As politicians, policy makers and members of the public look for ways to reduce racial inequality in our society, our drug laws should be front and centre. Racial disparities in drug possession arrests are troubling because of what we know about patterns of drug use. Available evidence from Canada and other countries such as the U.S. and U.K. shows that rates of drug use are relatively similar across racial groups. Racial differences in drug arrests stem largely from racially biased policing practices. Black and Indigenous people are more likely to be stopped by the police, which means they are also more likely to be caught in possession of drugs. In fact, stereotypes connecting race with drug use drive the police to initiate more contact with Black and Indigenous people in the first place.

A second reason for the disparities in arrests is the fact that Black and Indigenous people are more likely to experience homelessness and poverty. Middle and upper-class drug users can call on delivery services to obtain their drugs and have the benefit of being able to consume them in private spaces. They run little risk of drug-related contact with the police as a result. On the other hand, the underhoused and the people who live in dense apartments and multigenerational homes are pushed into the streets to buy and use their drugs, increasing their chances of being caught by the police.

In essence, we’re criminalizing poverty and making it less likely that the people with criminal records for drug offences will be able to contribute to our society. People who are criminalized have more difficulty completing their education, finding meaningful employment, securing housing and doing many other things that most of us take for granted. People with criminal records also have a greater likelihood of future contact with the justice system and are more dependent on the state for support.

These are not the only reasons we should overhaul our drug laws. Drug prohibition has done little to curtail drug use while at the same time allows a multi-billion-dollar unregulated (illegal) drug market to flourish. This illegal market is naturally attractive to criminal organizations, which use violence to protect their business and may use drug proceeds to fund other criminal endeavours. Unregulated markets are susceptible to toxic drug supplies, which combined with the big-pharma fuelled opioid dependency and overdose crisis, claimed the lives of approximately 27,000 Canadians between Jan., 2016, and Sept., 2021, according to Statistics Canada.

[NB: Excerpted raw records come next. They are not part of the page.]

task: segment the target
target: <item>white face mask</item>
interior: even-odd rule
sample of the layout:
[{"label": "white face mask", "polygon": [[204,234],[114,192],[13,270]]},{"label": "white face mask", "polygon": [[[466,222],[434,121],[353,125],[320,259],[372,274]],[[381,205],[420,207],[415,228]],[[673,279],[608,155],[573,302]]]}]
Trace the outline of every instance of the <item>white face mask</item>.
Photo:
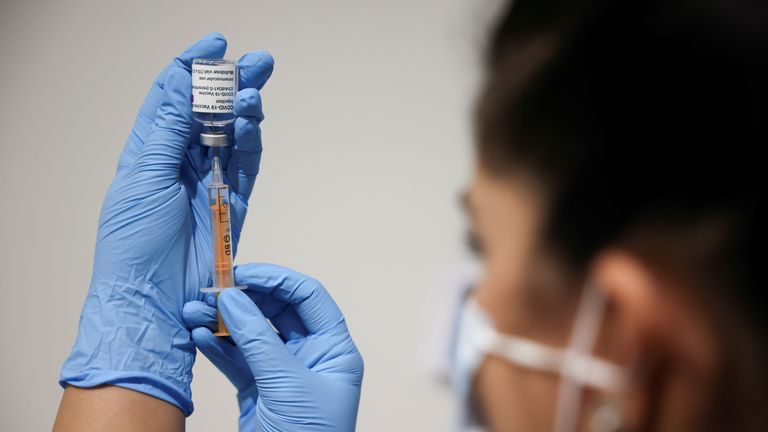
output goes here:
[{"label": "white face mask", "polygon": [[[627,371],[590,353],[600,331],[605,311],[605,296],[592,284],[584,288],[571,337],[566,348],[496,330],[491,317],[471,297],[464,303],[454,345],[452,385],[457,391],[463,411],[461,427],[478,429],[479,423],[470,409],[472,380],[488,355],[494,355],[516,366],[561,376],[555,411],[555,432],[575,431],[583,387],[620,394],[628,384]],[[595,429],[611,430],[611,416],[601,418]],[[603,417],[606,417],[603,415]],[[594,421],[594,419],[593,419]],[[619,422],[616,419],[616,422]]]}]

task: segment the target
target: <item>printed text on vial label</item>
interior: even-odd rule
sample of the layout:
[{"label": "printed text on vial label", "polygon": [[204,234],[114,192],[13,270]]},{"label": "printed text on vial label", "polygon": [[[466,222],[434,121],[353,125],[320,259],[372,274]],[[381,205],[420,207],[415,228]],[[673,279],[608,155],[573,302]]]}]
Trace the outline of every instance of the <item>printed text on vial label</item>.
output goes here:
[{"label": "printed text on vial label", "polygon": [[234,65],[192,67],[192,111],[231,113],[235,100]]}]

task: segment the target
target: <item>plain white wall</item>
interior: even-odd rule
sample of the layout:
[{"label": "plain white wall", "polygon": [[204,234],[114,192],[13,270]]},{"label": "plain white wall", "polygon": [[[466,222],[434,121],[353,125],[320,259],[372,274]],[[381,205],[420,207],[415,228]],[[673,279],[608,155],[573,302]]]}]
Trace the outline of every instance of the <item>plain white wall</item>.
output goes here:
[{"label": "plain white wall", "polygon": [[[360,430],[449,428],[424,347],[436,281],[464,256],[456,196],[493,4],[3,0],[0,429],[50,428],[134,114],[154,75],[210,31],[228,58],[276,58],[237,261],[328,287],[366,360]],[[189,429],[235,429],[233,388],[203,356],[194,373]]]}]

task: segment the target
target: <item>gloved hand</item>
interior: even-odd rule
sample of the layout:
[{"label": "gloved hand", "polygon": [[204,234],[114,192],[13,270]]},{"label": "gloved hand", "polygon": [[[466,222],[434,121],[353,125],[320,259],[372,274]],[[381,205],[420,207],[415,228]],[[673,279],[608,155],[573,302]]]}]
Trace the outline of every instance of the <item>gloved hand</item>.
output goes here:
[{"label": "gloved hand", "polygon": [[[210,34],[156,78],[139,110],[101,210],[93,276],[60,384],[111,384],[192,413],[195,348],[184,303],[211,284],[210,163],[192,119],[194,58],[221,58],[226,40]],[[263,119],[259,89],[272,73],[265,52],[238,61],[234,149],[223,160],[231,185],[236,245],[259,170]]]},{"label": "gloved hand", "polygon": [[354,430],[363,358],[325,288],[271,264],[237,266],[235,279],[248,289],[225,290],[218,306],[237,346],[213,335],[209,304],[187,303],[183,316],[198,349],[237,388],[240,430]]}]

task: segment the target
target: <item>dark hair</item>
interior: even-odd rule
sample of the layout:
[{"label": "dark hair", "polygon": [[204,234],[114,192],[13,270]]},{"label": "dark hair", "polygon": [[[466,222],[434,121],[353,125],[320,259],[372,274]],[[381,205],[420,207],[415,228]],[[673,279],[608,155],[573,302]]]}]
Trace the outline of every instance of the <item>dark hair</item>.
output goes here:
[{"label": "dark hair", "polygon": [[490,39],[480,162],[543,185],[545,244],[573,269],[647,241],[764,335],[767,63],[766,2],[515,0]]}]

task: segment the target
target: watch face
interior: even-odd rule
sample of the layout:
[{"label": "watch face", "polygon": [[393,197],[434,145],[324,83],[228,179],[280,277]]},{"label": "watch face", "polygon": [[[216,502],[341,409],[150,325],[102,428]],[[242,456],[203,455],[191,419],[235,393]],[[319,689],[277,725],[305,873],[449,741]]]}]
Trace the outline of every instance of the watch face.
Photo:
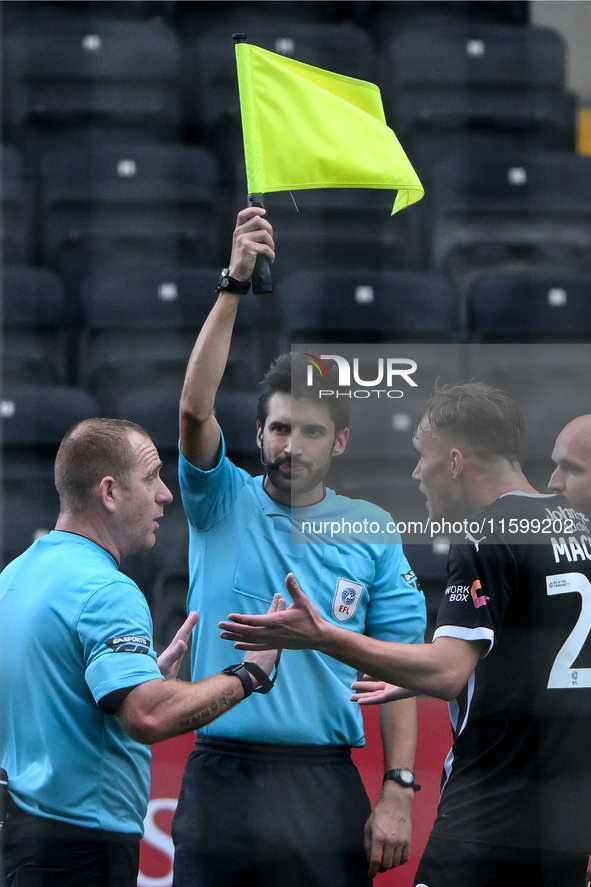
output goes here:
[{"label": "watch face", "polygon": [[414,773],[412,773],[407,767],[403,767],[399,775],[402,782],[406,782],[407,785],[412,785],[415,780]]}]

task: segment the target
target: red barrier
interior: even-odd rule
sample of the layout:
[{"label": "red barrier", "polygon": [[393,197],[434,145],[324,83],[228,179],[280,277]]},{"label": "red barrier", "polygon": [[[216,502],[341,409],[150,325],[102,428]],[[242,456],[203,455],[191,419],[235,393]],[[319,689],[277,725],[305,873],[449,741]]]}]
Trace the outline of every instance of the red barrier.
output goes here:
[{"label": "red barrier", "polygon": [[[353,752],[367,792],[374,802],[384,773],[380,742],[379,708],[364,709],[367,745]],[[412,887],[413,876],[435,818],[439,782],[451,745],[447,706],[436,699],[419,700],[419,747],[416,774],[422,790],[413,802],[413,851],[410,862],[375,879],[376,887]],[[152,792],[146,834],[140,855],[138,887],[170,887],[173,847],[170,825],[176,807],[185,761],[193,747],[193,735],[160,742],[153,748]]]}]

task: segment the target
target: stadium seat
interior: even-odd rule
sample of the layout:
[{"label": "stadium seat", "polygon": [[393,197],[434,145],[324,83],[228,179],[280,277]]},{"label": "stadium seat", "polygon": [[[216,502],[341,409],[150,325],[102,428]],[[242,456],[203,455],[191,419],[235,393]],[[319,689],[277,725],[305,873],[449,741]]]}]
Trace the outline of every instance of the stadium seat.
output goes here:
[{"label": "stadium seat", "polygon": [[[238,205],[243,205],[242,194]],[[411,270],[416,205],[391,215],[394,191],[325,188],[265,195],[277,245],[276,273],[309,269]]]},{"label": "stadium seat", "polygon": [[[37,4],[39,6],[39,4]],[[8,130],[31,120],[177,127],[180,46],[162,21],[42,18],[6,41]]]},{"label": "stadium seat", "polygon": [[391,41],[384,75],[399,135],[413,128],[554,130],[574,148],[576,102],[565,47],[549,28],[465,21],[410,27]]},{"label": "stadium seat", "polygon": [[277,288],[281,348],[298,341],[453,341],[455,293],[436,274],[300,271]]},{"label": "stadium seat", "polygon": [[[174,388],[178,402],[189,355],[216,299],[218,276],[215,268],[148,268],[84,281],[79,377],[105,410],[132,390],[163,385]],[[251,295],[242,300],[222,388],[256,389],[266,316],[261,300]]]},{"label": "stadium seat", "polygon": [[481,274],[467,294],[473,341],[591,342],[591,275]]},{"label": "stadium seat", "polygon": [[[115,404],[120,419],[142,425],[159,450],[175,453],[179,438],[180,389],[162,384],[158,388],[137,388],[123,395]],[[214,412],[224,432],[226,450],[232,456],[255,456],[258,396],[253,392],[219,391]],[[239,459],[238,459],[239,461]],[[258,473],[258,472],[257,472]]]},{"label": "stadium seat", "polygon": [[215,260],[217,166],[205,149],[99,145],[47,155],[42,169],[42,251],[64,275]]},{"label": "stadium seat", "polygon": [[63,435],[99,414],[87,391],[58,385],[6,386],[0,397],[3,441],[2,545],[4,563],[49,532],[59,501],[53,463]]},{"label": "stadium seat", "polygon": [[458,278],[495,267],[589,268],[588,157],[449,157],[434,167],[432,189],[433,268]]},{"label": "stadium seat", "polygon": [[2,269],[2,378],[8,385],[68,381],[65,298],[46,268]]},{"label": "stadium seat", "polygon": [[33,254],[33,194],[22,159],[11,145],[0,144],[0,241],[3,262],[27,262]]}]

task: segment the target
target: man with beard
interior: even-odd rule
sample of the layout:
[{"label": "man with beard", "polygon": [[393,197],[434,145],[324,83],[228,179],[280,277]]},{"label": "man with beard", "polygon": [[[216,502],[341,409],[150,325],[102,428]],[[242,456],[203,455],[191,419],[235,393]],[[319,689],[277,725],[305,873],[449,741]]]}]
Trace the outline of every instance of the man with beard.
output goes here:
[{"label": "man with beard", "polygon": [[[431,518],[470,525],[450,550],[432,644],[330,625],[293,574],[284,613],[220,624],[241,649],[311,648],[398,685],[370,685],[368,701],[408,692],[450,700],[454,744],[417,887],[584,883],[591,537],[566,499],[527,482],[517,461],[523,431],[509,395],[478,382],[435,392],[418,420],[413,477]],[[558,444],[555,458],[560,468]]]},{"label": "man with beard", "polygon": [[[292,541],[296,515],[316,525],[390,521],[376,506],[325,488],[331,459],[346,446],[348,398],[320,401],[318,388],[307,386],[302,356],[278,358],[263,380],[257,443],[264,475],[252,478],[225,456],[212,410],[256,257],[274,258],[264,214],[250,208],[238,216],[230,267],[189,360],[181,398],[188,604],[200,614],[194,678],[227,657],[214,630],[219,620],[232,609],[265,612],[294,561],[322,613],[348,631],[404,642],[419,642],[424,632],[423,595],[399,537],[380,545],[367,538]],[[325,380],[322,387],[331,384]],[[300,535],[300,541],[306,540]],[[417,788],[415,703],[383,708],[386,769],[393,773],[370,815],[350,758],[351,747],[364,743],[360,711],[349,700],[354,676],[315,652],[288,653],[272,697],[260,700],[262,706],[254,700],[250,717],[198,731],[173,824],[176,887],[362,887],[377,871],[406,861]],[[411,773],[409,781],[400,778],[401,768]]]}]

Finally, we believe we should move beyond prohibition because people should be able to choose what substances they put into their bodies and when and how they choose to alter their consciousness. This argument is well articulated by celebrated neuroscientist Carl Hart in his recent book Drug Use for Grown-Ups. In dispelling many of the myths we’ve been taught about drugs and drug use, Dr. Hart correctly points out that our drug laws, rather than drugs themselves, are the cause of a great deal of social harm and suggests that personal happiness can be found through responsible drug use.

Whatever your take on drug use might be, it is undeniable that the enforcement of our drug use is biased and needs to change.